Kherson at that time had started building large sail-boats - corvettes, frigates and line boats for the future Black Sea fleet. Bily took part in the construction of these boats and also in the selection and training of future sailors from the Ukrainian population.

With the addition of Crimea to the Russian Empire, Turkey understood this as being a breaking of the Treaty of Kujchuk-Karnadji. Turkey sent a fleet of 25 large boats and war broke loose.

Commanders were sent from the Baltics, and the Azov fleet was sent to engage the Turks. Potemkin's admirals did not know the conditions in the Dnieper-Black Sea region and as a result Bily took a commanding role. After handing over command of the fleet to vice-admiral F. Klokachov, Bily returned to Kherson where he took command of the Lyman fleet, which was still to be built. The fleet was built in 1787 made up of Cossack Chaikas (one of which is in the Cossack museum in Khortytsia today) and brigants.
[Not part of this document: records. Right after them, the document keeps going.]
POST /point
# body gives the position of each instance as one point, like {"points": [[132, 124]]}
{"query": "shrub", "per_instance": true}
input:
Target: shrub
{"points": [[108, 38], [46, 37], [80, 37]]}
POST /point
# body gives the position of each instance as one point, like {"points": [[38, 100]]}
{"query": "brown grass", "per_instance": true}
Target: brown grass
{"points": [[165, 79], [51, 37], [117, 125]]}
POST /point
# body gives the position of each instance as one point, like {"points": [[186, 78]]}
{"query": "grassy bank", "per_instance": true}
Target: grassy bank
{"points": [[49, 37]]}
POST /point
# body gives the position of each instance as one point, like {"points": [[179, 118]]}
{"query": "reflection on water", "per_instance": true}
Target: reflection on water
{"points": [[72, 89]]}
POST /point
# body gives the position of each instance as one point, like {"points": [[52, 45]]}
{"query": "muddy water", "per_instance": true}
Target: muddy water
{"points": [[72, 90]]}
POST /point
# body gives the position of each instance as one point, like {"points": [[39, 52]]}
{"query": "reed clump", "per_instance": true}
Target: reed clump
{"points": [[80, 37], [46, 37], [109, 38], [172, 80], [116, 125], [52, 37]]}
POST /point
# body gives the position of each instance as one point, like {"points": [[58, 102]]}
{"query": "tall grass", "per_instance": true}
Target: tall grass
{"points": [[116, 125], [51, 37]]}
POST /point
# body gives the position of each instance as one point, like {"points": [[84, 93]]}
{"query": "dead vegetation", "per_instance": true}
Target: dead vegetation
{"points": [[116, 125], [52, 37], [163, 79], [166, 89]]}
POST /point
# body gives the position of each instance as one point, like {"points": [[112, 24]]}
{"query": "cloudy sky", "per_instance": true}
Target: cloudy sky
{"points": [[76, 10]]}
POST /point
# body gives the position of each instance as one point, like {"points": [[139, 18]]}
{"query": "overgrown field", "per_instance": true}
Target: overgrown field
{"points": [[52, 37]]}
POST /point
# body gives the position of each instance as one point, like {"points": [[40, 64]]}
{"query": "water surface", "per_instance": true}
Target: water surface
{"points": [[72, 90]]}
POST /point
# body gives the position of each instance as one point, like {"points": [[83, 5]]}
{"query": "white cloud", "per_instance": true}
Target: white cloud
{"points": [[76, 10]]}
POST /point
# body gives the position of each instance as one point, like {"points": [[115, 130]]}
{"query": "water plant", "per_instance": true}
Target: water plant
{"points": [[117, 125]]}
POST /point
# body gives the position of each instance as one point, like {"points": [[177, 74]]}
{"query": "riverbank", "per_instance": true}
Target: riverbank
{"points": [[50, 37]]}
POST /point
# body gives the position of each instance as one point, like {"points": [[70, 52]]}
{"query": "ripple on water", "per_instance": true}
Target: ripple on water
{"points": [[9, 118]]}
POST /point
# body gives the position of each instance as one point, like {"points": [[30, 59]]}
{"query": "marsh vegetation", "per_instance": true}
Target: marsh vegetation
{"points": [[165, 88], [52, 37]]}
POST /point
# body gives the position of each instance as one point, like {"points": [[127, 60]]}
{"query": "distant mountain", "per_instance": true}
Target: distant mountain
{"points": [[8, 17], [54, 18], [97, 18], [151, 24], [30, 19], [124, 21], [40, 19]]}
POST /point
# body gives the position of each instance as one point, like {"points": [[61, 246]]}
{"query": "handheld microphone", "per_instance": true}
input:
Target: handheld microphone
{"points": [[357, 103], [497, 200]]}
During Catherine II visit through Ukraine and Crimea in 1787, Sydir Bily accompanied her with a guard of Cossacks. Catherine was happy with the service and agreed to pardon the Cossacks who had left the Russian Empire. Potemkin placed the French Prince Karl Heinrich Nassau-Zigen as commander of the Lyman fleet.

Sydir became the commander of the Cossack Chaikas.

27 February 1787 Suvorov sent Koshovy Bily to the Empress to petition for the return of the Zaporozhian attributes: a large white with blue cross flag, some other smaller flags, bulava etc. The flag became the basis for the current Navy flag of Ukraine.

The word Zaporozhian however, was no longer allowed to be used, although Suvorov paid no heed to the ban.

September 7, 1787, the next Russo-Turkish war erupted. The tragedy of this campaign was that they not only fought the Turks, but also their brethren who had resettled in the Danubian Sich.

The fleet led by Sydir Bily had negotiated with the Danubian Cossacks not to engage them in combat. They shot their cannon a number of times and returned to shore. The refusal of the Danubian Cossacks to fight their brothers guaranteed Potemkin victory.

On the 17 June near Ochakiv a new battle erupted. A number of boats of Eksi-Hasan were grounded in the shallow waters. The Lyman flotilla attacked and destroyed six frigates. During the attack 18 cossacks died and 235 were taken captive. Sydir Bily was also wounded. He was taken to the Kinburg fortress. Suvorov gave him his finest doctors, but this was all in vain.

Bily died June 20, 1788, at the age of 72. At his funeral were Suvorov, Antin Holovaty, contr-admiral John Paul Jones.